Developers are seeking the go ahead to turn a former oil fabrication yard in the Highlands into a manufacturing “super-hub” for renewables – delivering a second jobs boom for the site.
The Port of Ardersier has just submitted plans to Highland Council, Marine Scotland and Transport Scotland to transform the site – which lies between Inverness and Nairn – into a major European manufacturing port for the offshore wind industry.
The location was once the scene of massive engineering activity as the McDermott Fabrication Yard, where thousands of workers were involved in building oil rigs and platforms in the 1970s and 1980s.
With 340 acres of vacant land and a deepwater quay, the purpose-built yard on the Moray Firth is thought to be ideally placed to take a slice of the estimated £70-80 billion UK offshore wind construction market. If approved, then consents would permit major dredging later this year, which could enable the port to be open for business in early 2014.
The £4.5bn Moray offshore wind farm, currently being developed jointly by EDP Renewables and Repsol Nuevas Energias UK, could bring up to 3,000 jobs to the region.
Port of Ardersier chief executive Captain Stephen Gobbi said: “There are few other locations in the UK, or indeed Europe, which can offer this quality and quantity of vacant land, a 1,000-metre deep-water quay and proximity to the major offshore wind development zones in the North Sea. We hope our application will be viewed positively.”

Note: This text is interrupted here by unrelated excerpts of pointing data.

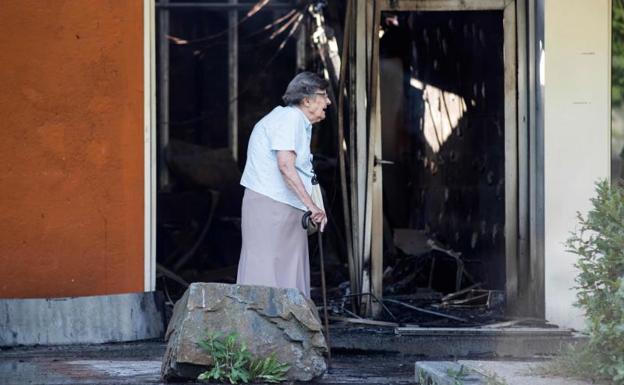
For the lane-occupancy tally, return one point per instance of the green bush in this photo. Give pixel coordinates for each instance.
(599, 244)
(232, 362)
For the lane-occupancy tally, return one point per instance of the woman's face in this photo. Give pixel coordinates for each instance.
(315, 105)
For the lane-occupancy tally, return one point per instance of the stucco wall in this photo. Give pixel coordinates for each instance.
(71, 151)
(576, 135)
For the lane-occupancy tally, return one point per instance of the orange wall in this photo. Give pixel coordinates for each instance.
(71, 149)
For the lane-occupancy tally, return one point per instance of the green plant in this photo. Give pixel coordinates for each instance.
(458, 376)
(231, 361)
(599, 244)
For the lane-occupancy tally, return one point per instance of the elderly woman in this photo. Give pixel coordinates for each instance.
(278, 181)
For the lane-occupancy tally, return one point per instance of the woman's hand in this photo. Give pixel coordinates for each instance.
(318, 216)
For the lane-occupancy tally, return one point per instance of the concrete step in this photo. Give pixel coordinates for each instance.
(436, 343)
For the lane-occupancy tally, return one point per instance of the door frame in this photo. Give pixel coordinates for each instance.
(517, 149)
(149, 145)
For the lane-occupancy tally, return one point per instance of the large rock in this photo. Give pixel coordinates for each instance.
(267, 319)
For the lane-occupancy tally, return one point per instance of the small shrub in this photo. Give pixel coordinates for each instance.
(599, 244)
(232, 362)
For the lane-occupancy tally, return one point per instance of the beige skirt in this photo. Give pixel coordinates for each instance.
(274, 248)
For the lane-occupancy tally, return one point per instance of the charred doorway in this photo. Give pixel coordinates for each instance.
(443, 138)
(221, 66)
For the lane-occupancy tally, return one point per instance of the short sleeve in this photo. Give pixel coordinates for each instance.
(282, 132)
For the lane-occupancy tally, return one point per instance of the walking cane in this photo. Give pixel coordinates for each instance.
(305, 222)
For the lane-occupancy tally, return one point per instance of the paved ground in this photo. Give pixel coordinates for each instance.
(519, 372)
(139, 363)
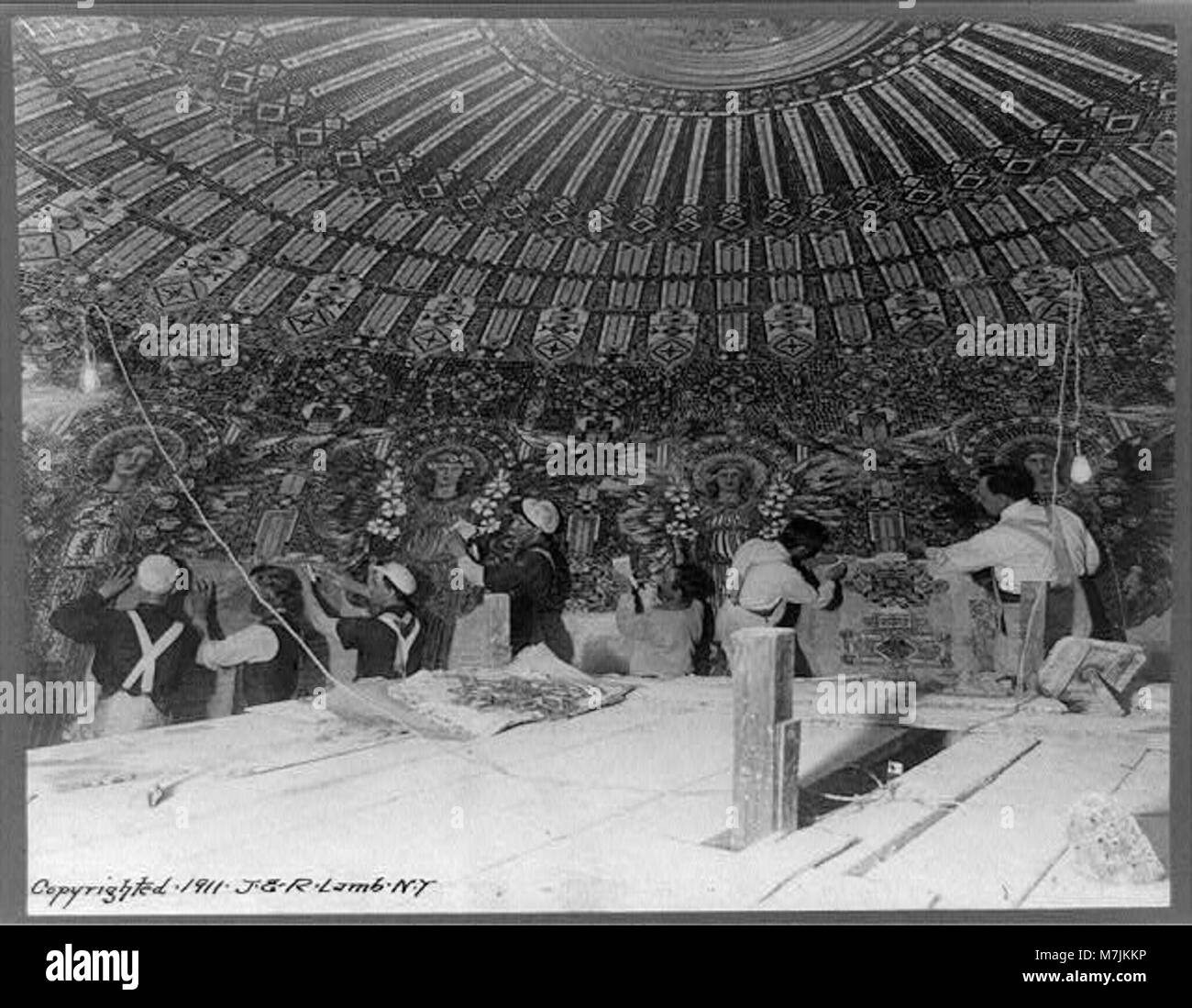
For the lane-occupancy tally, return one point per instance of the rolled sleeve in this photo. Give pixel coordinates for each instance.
(257, 643)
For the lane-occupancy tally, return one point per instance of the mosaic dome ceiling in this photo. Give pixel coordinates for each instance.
(766, 223)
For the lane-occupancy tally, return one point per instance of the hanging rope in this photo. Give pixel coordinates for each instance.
(239, 570)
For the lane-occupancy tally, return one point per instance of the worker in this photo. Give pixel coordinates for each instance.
(265, 656)
(390, 636)
(668, 634)
(537, 579)
(773, 582)
(1030, 543)
(141, 654)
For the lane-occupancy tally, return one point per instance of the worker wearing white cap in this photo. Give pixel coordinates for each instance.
(142, 654)
(537, 580)
(390, 637)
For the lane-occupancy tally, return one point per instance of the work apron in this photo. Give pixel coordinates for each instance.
(123, 713)
(1064, 607)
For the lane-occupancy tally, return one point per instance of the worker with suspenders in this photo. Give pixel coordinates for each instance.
(390, 637)
(141, 654)
(1048, 547)
(537, 579)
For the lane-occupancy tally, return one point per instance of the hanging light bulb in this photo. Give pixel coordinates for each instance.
(1081, 471)
(88, 376)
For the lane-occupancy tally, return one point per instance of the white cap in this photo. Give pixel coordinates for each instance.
(541, 515)
(398, 576)
(156, 574)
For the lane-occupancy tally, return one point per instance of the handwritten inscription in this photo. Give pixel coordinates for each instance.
(64, 893)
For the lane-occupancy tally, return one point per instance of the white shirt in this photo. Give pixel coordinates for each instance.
(1017, 554)
(769, 578)
(255, 643)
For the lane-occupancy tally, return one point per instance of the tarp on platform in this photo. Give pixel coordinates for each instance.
(473, 703)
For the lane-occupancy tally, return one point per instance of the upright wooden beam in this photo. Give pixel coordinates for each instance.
(766, 738)
(481, 636)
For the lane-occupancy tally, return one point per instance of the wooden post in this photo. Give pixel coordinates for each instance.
(481, 637)
(766, 738)
(1032, 650)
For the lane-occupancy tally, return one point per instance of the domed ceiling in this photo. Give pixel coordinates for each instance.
(761, 231)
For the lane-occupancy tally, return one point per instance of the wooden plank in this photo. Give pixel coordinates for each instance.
(1012, 829)
(885, 822)
(763, 663)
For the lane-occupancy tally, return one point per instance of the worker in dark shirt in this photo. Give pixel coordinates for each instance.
(390, 636)
(141, 654)
(536, 580)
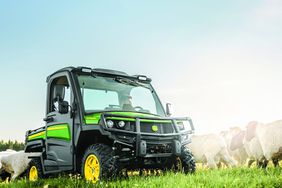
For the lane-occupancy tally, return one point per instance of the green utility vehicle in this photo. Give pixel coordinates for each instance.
(100, 122)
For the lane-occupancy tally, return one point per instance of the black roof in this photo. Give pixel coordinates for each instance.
(98, 71)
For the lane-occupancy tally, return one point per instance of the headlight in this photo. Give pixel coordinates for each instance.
(180, 125)
(110, 124)
(121, 124)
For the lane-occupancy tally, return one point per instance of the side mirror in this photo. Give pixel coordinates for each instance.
(63, 107)
(168, 109)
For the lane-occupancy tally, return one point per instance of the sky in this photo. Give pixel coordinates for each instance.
(218, 62)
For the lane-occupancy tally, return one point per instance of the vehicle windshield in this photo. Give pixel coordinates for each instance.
(101, 93)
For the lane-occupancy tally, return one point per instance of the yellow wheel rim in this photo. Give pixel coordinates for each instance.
(33, 173)
(178, 165)
(92, 168)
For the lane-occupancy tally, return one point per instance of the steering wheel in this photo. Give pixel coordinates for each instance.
(138, 107)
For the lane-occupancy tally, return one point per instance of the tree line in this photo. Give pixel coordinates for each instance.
(15, 145)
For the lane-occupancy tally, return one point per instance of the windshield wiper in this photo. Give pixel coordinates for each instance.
(131, 82)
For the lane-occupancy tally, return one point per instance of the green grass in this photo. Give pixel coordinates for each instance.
(236, 177)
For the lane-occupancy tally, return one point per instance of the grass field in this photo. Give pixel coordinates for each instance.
(236, 177)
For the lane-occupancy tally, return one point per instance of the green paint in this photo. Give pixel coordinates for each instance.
(60, 131)
(36, 136)
(155, 128)
(94, 118)
(154, 121)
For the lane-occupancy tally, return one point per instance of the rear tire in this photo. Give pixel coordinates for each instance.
(34, 170)
(98, 163)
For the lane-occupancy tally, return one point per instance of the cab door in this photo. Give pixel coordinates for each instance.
(59, 123)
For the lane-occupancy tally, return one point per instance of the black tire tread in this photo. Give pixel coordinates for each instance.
(188, 161)
(106, 158)
(35, 162)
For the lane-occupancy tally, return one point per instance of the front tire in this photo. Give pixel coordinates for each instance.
(98, 163)
(185, 162)
(34, 171)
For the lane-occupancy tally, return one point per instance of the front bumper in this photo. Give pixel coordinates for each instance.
(148, 145)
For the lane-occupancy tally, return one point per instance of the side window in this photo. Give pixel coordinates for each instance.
(59, 91)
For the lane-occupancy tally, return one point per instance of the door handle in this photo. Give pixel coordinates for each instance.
(48, 119)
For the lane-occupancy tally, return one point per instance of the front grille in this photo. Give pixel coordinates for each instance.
(160, 148)
(162, 128)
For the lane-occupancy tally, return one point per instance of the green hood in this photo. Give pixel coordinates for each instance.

The former McDermott yard was built on land reclaimed from the foreshore in the 1970s for the fabrication and construction of North Sea oil and gas platforms.
At its height, the yard employed 4,500 people. It closed in 2002 and the site was bought for the development of 3,000 houses and a marina, which never went ahead.
Three years ago Ardersier was included in Scotland’s National Renewables Infrastructure Plan as one of 11 possible manufacturing sites for the offshore green energy industry.